Çanakkale Savaşları Gelibolu Tarihi Alan Başkanı İsmail Kaşdemir, sözlerini şöyle sürdürdü:

"Hani Gazi Mustafa Kemal Atatürk'ün ifadesiyle burada Mehmetçik'in 'Allah,' Allah' diyerek hücum ettiği o asumani gulgule, asumani gök gürültüsüne benzeyen o haykırışları duymaya çalışın. Ve bu tepenin, bu toprakların, Çanakkale'nin nasıl bir fedakarlık sonunda Çanakkale geçilmez diye dünyaya ilan edildiğini anlamaya çalışalım. 107 yıl önce bugün bu coğrafyada, bu topraklarda uzun yıllardan beri devam eden bir geri çekilmenin, tabiri caizse sona doğru giden bir yolun başlangıcının aslında bir yolun başlangıcında doğduğu, bir yok oluş sürecinden bir var oluş destanının yazılmış olduğu bu topraklardayız. Kararan memleket ufuklarında bir güneş gibi Mehmetçik'in süngüsünü parlatanlara bin selam olsun. Burada askeriyle beraber destan yazan ve cephenin en önünde geçerek kırbacını havaya kaldırıp, 'Size ölmeyi emrediyorum' diyenlere bin selam olsun. Ve bu topraklarda vatan, millet, kutsal değerler, bağımsızlığımız söz konusu olduğu zaman bir gül bahçesine girer gibi kara toprağa girenlere bin selam olsun. Saygıdeğer misafirlerimiz. Çanakkale Tarihi Alan Başkanlığı olarak işte bu müstesna vatan topraklarında hadimlik görevimizi icra ediyoruz. Burada ortaya çıkan o Çanakkale ruhunu ve o büyük kahramanlık örneğini ve o fedakarlığı her daim canlı tutmaya gelecek kuşaklara aktarmaya gayret gösteriyoruz."

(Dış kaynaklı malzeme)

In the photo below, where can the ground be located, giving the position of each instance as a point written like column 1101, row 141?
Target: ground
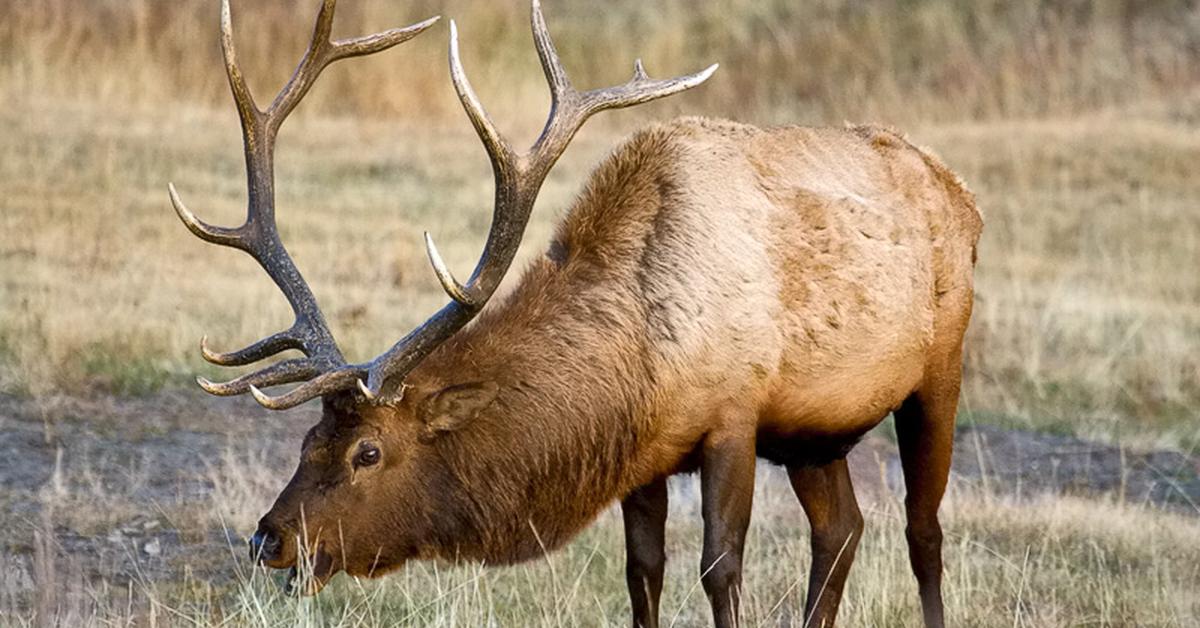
column 126, row 495
column 135, row 507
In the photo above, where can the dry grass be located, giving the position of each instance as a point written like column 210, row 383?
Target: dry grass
column 1037, row 563
column 784, row 60
column 1086, row 318
column 1078, row 124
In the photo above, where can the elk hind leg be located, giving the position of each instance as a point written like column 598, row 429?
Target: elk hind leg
column 726, row 479
column 837, row 524
column 925, row 434
column 645, row 513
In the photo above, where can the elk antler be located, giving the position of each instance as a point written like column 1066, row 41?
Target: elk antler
column 259, row 235
column 519, row 177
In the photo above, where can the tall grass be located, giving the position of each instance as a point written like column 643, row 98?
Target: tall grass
column 899, row 60
column 1042, row 562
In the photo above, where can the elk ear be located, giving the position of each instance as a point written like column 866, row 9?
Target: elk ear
column 455, row 406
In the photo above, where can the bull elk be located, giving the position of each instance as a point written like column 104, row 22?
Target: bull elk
column 718, row 293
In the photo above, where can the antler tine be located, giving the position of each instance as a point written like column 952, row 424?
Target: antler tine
column 498, row 148
column 323, row 51
column 323, row 364
column 341, row 378
column 247, row 111
column 281, row 372
column 557, row 78
column 517, row 181
column 263, row 348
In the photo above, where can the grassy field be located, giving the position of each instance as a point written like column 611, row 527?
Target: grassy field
column 1077, row 123
column 125, row 538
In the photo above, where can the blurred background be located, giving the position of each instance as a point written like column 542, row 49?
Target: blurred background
column 1077, row 124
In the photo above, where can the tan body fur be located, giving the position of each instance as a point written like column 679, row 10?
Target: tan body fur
column 713, row 280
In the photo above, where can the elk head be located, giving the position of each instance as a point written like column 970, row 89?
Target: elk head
column 371, row 489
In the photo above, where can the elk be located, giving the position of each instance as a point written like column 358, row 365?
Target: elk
column 717, row 293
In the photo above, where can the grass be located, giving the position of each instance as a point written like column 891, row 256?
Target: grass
column 1084, row 316
column 904, row 60
column 1038, row 562
column 1075, row 123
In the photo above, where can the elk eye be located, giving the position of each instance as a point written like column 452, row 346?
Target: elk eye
column 367, row 456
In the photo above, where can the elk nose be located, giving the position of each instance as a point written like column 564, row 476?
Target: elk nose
column 265, row 544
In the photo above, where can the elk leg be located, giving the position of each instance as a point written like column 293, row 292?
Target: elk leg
column 645, row 512
column 828, row 498
column 925, row 434
column 726, row 477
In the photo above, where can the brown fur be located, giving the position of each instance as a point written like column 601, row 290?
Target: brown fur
column 714, row 283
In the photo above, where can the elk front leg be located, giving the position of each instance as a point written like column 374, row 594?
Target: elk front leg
column 646, row 515
column 726, row 477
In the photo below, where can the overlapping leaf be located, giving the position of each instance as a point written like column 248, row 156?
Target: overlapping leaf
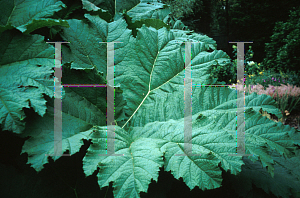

'TARİHİ BİR GÜNE ERİŞMİŞ BULUNUYORUZ'

Kültür ve Turizm Bakan Yardımcısı Serdar Çam ise anlamlı bir günde olduklarını belirterek, “Gelecek nesillerin doğru bir şekilde anlaması gerekiyor. Pek çok acıları kaşımak için değil, düşmanlıkları arttırmak için değil, belki de dostlukları pekiştirmek için anlatılması gerekiyor. O tarihte büyük bir zaferi kazanmış ve dünyaya gerçek anlamda Türk insanının, Türk halkının sesini en doğru şekilde duyurmuş kahraman askerimiz, kahraman milletimiz, büyük bir zaferle bugünü tamamladı ve 10 Ağustos'ta bütün dünyaya şu mesajı verdi; 'Ne olursa olsun, ne pahasına olursa olsun, bu toprakların geçilmesini engelleyeceğiz.' Ve savaşın aslında dönüşünü ve kaderini belirleyen bir zafer olarak tamamlanmış oldu. Tabii unutulmaması gereken birçok dersler de var. Gerek taarruz yapan devletler açısından o dönem için gerekse savunmayı yapan Türk halkı için ve dostlarımız, müttefiklerimiz için 107 yıl önce büyük bir komutanlıkla, büyük bir azimle, elinde kırbacıyla ön cephede ilk sinyali, ilk hareket emrini veren bir liderlik hareketiyle milletinin önüne önderlik yapma çalışmasının ilk başlangıcını yaparak büyük bir zaferi kazandıktan sonra aslında kısa bir süre sonra 1'inci Dünya Savaşı mağlupları olarak maalesef birçok acılar yaşanması devam etti. Ama güzel olan şu ki; aradan geçen 6 sene sonra burada yapılan büyük çalışmanın neticesinde oluşturulan kadro hareketi ve liderlik hareketi çerçevesinde demin de sayın başkanımızın ifade ettiği gibi Türkiye Cumhuriyeti'nin temellerinin atılmasının belki de ilk çalışmaları yapıldı. Buradaki zaferle 6 sene sonra Sakarya Meydan Muharebesi'nde, istiklal mücadelesinde Türkiye Cumhuriyeti'nin tekrar inşası ve kurulması ve ‘Bittik, tükendik, son noktadayız’ denildiği noktada yeniden küllerinden doğan bir devletin ortaya çıkmasına vesile olacak, aslında bir azmin de başlangıcı olmuş oldu" dedi.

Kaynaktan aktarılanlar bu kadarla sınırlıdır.